Estrogen receptor-positive (ER+) breast tumors adapt to hormone deprivation and acquire resistance to aromatase inhibitors (AIs). The proliferative rate of tumor cells measured by Ki67 after short-term treatment with an AI has been proposed as a surrogate endpoint of long term outcome. The purpose of this study was to identify kinase mutations associated with resistance to endocrine therapy as identified by a high Ki67 score after two weeks of pre-surgical therapy with letrozole. We performed deep-kinome sequencing on 4 ER+/HER2– breast tumors that retained high Ki67 scores (14.8 to 24.5%) following short-term letrozole treatment. Genomic DNA from the surgically excised tumors was deep sequenced using a capture approach with 120-bp biotinylated oligonucleotides hybridizing to 612 genes, including 517 kinases with ≥300x coverage.

All 4 tumors contained a ‘hot spot’ mutation in PIK3CA, the gene encoding the p110α catalytic subunit of PI3K. One tumor also contained a novel D189Y somatic mutation in LYN, a member of the Src family kinases (SFKs; variant frequency of 8%). D189Y (565G>T) is located in the LYN SH2 domain. Reverse-phase protein array (RPPA) analysis available in 10 tumors in this study revealed a significant correlation (p = 0.006) between Y416 P-Src (which detects all SFKs) and a high post-letrozole Ki67 score. A siRNA screen targeting 779 kinases identified LYN as one of the top hits whose knockdown significantly reduced growth of MCF-7 breast cancer cells with acquired resistance to estrogen deprivation. We next analyzed the Cancer Genome Atlas (TCGA) SNP data to detect copy number changes for 444 tumors where corresponding gene expression data were available. Copy number increases (>0.8 log2 ratio over normal matched DNA) in LYN were present in approximately 10% of breast cancers, with the highest copy number gains observed in luminal B tumors. In contrast, other SFKs showed less frequent copy number increases (YES1 <1%, SRC 2%, FYN 1%). Analysis of the 550 breast cancers in the TCGA identified four additional LYN mutations (E159K, K188N, G418R, A503D), with the first two located in the SH2 domain.
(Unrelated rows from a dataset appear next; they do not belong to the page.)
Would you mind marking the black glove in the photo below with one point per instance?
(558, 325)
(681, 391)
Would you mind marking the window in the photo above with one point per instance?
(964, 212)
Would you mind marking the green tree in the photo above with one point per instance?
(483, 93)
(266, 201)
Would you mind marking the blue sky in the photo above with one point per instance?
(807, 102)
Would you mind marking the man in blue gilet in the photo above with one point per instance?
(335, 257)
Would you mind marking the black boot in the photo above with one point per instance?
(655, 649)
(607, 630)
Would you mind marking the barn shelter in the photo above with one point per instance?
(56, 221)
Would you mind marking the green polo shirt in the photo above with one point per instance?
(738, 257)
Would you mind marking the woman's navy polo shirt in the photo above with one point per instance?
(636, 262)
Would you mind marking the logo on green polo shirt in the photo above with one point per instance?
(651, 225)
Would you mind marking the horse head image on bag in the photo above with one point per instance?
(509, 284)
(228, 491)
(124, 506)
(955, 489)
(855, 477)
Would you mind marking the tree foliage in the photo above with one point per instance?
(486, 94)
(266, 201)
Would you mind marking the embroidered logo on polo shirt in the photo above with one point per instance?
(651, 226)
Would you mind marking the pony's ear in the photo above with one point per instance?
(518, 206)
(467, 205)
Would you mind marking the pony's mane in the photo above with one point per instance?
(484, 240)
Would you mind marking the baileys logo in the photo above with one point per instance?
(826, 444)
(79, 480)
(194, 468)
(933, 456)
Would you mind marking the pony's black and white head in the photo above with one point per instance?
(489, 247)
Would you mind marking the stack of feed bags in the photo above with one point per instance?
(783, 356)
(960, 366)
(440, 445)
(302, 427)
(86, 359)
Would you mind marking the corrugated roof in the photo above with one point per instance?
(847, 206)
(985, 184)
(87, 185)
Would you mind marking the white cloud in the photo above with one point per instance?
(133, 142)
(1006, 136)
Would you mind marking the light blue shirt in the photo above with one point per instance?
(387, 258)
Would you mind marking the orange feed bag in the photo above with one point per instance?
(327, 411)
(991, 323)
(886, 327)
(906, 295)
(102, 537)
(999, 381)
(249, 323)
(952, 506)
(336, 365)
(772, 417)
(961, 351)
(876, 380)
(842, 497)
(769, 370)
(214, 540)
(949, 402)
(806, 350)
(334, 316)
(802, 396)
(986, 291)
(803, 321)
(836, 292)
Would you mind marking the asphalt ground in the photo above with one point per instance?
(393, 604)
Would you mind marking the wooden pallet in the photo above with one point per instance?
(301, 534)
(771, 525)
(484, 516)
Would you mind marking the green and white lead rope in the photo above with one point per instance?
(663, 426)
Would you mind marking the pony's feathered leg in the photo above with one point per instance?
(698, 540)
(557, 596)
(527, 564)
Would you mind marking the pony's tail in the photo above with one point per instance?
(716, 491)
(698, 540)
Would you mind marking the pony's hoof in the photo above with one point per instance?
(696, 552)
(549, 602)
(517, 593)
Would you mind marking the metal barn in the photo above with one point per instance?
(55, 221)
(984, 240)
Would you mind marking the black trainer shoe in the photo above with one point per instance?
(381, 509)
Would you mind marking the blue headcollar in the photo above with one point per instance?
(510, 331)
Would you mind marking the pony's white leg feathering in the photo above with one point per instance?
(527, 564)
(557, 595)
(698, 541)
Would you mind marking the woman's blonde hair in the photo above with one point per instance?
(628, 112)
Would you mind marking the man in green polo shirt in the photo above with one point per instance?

Finally, we investigated the role of D189Y LYN in endocrine-resistant breast cancer using ER+ MCF-7 cells transduced with GFP (control), wild-type (WT) LYN, or D189Y LYN vectors. Overexpression of WT or mutant LYN resulted in increased phosphorylation of Src (at Y416), IGF-IR, EGFR, STAT3, AKT, and MAPK. D189Y LYN overexpression also induced phosphorylation of IRS-1. Although stable transduction of either WT or D189Y LYN accelerated MCF-7 cell growth in estrogen-depleted medium, the mutant was more potent than WT LYN at inducing this effect. Further, D189Y LYN overexpression rendered treatment with the ER downregulator fulvestrant or the PI3K inhibitor BKM120 less effective. These results suggest, first, that LYN may play a role in escape from estrogen deprivation in a subset of ER+ breast cancers. Second, ER+ breast cancers harbor multiple molecular alterations capable of mediating hormone-independent growth.

Citation Information: Cancer Res 2012;72(24 Suppl):Abstract nr PD01-04.